I am pleased to announce a major new development here at VolleyMetrics, involving a faculty-athletics collaboration at Texas Tech University. Head Coach Don Flora and Assistant Coach Jojit Coronel have agreed to share with me the team's internal statistical data, which are recorded with Data Volley software.

Today, I will present my first statistical analysis of these data. At this point, the Red Raiders have completed roughly half of their non-conference schedule, compiling a perfect 8-0 record thus far. On Tuesday, the Raider coaches sent me a batch of printouts. Each printout covers one match. I see one of my roles, therefore, as testing for trends across multiple matches. Although each printout contains information on Texas Tech and the team's opponent, I am only using data on the Red Raiders today.
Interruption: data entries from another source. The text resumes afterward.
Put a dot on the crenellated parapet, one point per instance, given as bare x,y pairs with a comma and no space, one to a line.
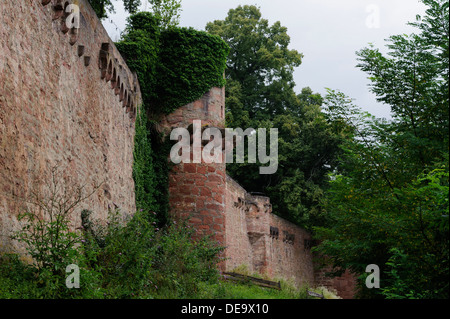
74,18
67,99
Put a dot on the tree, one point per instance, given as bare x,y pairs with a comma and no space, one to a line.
260,65
388,198
167,11
260,94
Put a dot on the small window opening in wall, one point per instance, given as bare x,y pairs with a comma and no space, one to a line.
274,232
58,10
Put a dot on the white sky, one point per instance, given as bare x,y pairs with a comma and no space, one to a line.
327,32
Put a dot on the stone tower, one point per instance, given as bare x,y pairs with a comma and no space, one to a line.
197,190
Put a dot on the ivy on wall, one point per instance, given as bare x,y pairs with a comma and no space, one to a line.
175,66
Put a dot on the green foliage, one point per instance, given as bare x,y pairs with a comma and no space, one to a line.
139,46
191,63
123,259
175,66
388,198
260,61
167,11
103,7
143,172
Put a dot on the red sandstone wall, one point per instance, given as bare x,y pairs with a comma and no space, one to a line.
250,242
197,191
65,98
239,249
345,285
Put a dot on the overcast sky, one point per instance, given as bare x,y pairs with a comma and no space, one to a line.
327,32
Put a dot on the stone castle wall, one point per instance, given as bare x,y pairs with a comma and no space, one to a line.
67,98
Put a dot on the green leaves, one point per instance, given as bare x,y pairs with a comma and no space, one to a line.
388,200
175,66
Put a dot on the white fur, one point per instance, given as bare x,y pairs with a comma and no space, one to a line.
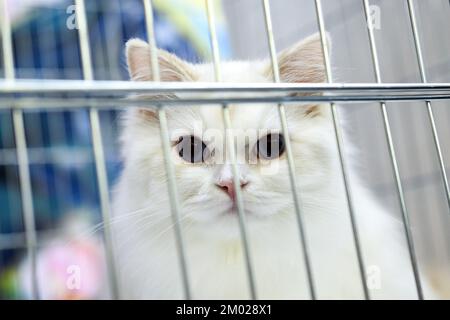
144,237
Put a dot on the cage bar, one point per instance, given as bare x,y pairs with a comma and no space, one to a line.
230,143
22,155
28,86
423,76
100,167
290,157
339,144
172,186
392,154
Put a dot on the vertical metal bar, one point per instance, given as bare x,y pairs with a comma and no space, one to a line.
230,143
339,143
22,155
423,76
290,157
100,168
172,186
387,129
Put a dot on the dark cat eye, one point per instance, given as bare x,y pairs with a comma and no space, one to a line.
192,149
270,146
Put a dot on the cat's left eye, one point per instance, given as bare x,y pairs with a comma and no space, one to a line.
270,146
192,149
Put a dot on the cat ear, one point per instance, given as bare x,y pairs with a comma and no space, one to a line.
171,68
303,61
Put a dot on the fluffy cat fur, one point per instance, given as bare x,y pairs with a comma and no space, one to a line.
143,232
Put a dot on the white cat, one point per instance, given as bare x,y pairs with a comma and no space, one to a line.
143,229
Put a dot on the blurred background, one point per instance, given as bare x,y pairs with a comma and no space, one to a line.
59,145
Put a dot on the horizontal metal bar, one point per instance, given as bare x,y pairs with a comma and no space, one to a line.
27,103
125,87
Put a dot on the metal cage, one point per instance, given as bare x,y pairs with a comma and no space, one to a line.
21,96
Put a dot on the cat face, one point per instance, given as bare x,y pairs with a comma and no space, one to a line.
198,143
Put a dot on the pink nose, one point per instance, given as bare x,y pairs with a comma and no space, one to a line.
228,187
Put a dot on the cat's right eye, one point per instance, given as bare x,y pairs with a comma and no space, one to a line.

For starters, I will examine the side-out rates and points won on serve for each of Texas Tech's six rotations on the court, to see if there are any noteworthy statistical patterns after eight matches. In Rotations 1, 2, and 3, the setter is in the back row (right, center, and left), giving the team three hitters up front. When the setter is in the front row (Rotations 4, 5, and 6), the team only has two hitters. Having three available hitters presumably is more advantageous than having two, in terms of offensive options and greater potential to keep the blockers guessing. Coach Coronel suggested an alternative line of argument to me, however. Three hitters can lead to a "cluttered" front row, with each having less room to maneuver.

Back in 2009, I attempted to compare the effectiveness of Texas Tech's six rotations in the team's home match vs. Texas A&M, compiling statistics myself from the stands. That analysis obviously included a lot less data than what I have available this season, but some readers may be interested in the diagrams I created back then of the players in each rotation (click here for my 2009 analysis).
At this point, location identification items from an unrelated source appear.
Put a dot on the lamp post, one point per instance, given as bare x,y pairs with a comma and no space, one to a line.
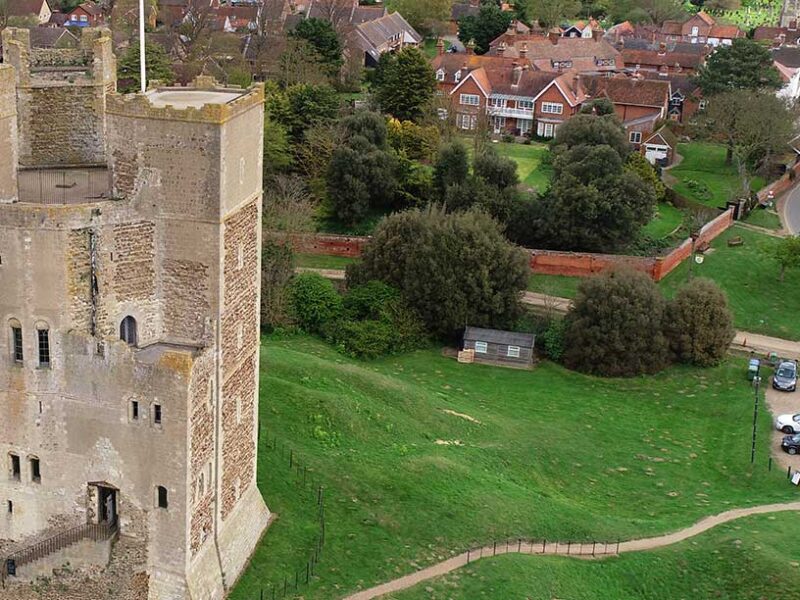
756,382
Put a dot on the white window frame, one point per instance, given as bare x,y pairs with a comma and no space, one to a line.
552,108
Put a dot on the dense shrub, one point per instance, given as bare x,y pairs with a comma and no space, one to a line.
699,324
615,326
454,269
315,301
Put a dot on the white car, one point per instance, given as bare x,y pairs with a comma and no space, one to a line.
788,423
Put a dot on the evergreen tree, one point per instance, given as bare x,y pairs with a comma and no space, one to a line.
405,84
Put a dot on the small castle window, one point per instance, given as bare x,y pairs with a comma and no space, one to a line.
16,341
36,473
127,331
43,339
15,466
162,500
134,410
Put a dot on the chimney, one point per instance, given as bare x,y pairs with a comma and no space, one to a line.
516,75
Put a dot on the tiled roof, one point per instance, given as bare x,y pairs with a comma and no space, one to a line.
657,58
629,90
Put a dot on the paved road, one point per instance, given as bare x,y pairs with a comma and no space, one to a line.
791,210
With these ideas in mind, I used the 2012 data to look first at the average side-out rates of the six rotations. These mean levels are shown in the following graph as red circles.


As can be seen, Rotation 5 achieved the highest side-out rate of the rotations (77%), whereas most of the other rotations' side-out rates were around 60%, give or take a few percentage points. However, as shown via the little grey shapes above and below each red circle, each rotation's success at siding-out showed a great deal of scatter across the team's matches. Due to this scatter and the small number of matches, the differences between the six means were not statistically significant. However, as data from more matches pour in, we'll see if Rotation 5 continues to side-out the best.
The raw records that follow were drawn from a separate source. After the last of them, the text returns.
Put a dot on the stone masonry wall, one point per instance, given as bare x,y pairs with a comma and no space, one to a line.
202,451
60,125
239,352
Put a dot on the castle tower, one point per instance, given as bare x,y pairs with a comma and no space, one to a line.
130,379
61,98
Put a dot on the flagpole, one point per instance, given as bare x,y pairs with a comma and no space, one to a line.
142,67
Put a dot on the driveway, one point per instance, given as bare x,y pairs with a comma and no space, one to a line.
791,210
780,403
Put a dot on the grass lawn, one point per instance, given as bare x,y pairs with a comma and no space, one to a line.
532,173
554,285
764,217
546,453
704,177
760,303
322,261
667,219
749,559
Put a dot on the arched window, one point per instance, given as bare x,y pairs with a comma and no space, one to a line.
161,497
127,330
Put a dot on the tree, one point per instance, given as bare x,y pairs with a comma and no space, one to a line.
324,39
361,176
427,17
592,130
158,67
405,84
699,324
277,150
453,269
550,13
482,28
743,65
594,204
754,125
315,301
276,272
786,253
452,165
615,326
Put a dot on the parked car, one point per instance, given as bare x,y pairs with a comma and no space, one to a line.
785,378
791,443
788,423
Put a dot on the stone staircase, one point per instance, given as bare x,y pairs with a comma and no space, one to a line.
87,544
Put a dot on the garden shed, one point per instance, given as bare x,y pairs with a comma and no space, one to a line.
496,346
The other statistic I examined is the counterpart to siding-out, namely how proficiently the team wins points on its own serve in the different rotations. Of course, if whoever serves in a given rotation is a great server and the team garners a sizable share of points through aces or serves that take the opponent out of its offense, the location of the other players in the rotation doesn't really matter. On all other plays, however, the rotation could well matter (e.g., who is in the front row to try to block the opponent's attack).

The mean percentages of points won on Texas Tech's own serve in Rotations 1 through 6, respectively, across the eight matches, are as follows: 44%, 38%, 45%, 53%, 38%, and 50%. Again, there are no statistically significant differences between these values. On a purely descriptive basis, however, Rotation 5 was the team's least effective when serving, in contrast to its performance on serve-receipt.

Over the next few weeks, I'll be presenting additional new analyses from Texas Tech's first eight matches. Then, as I receive new sets of printouts, I'll analyze those. I hope you'll enjoy this exciting new feature on VolleyMetrics.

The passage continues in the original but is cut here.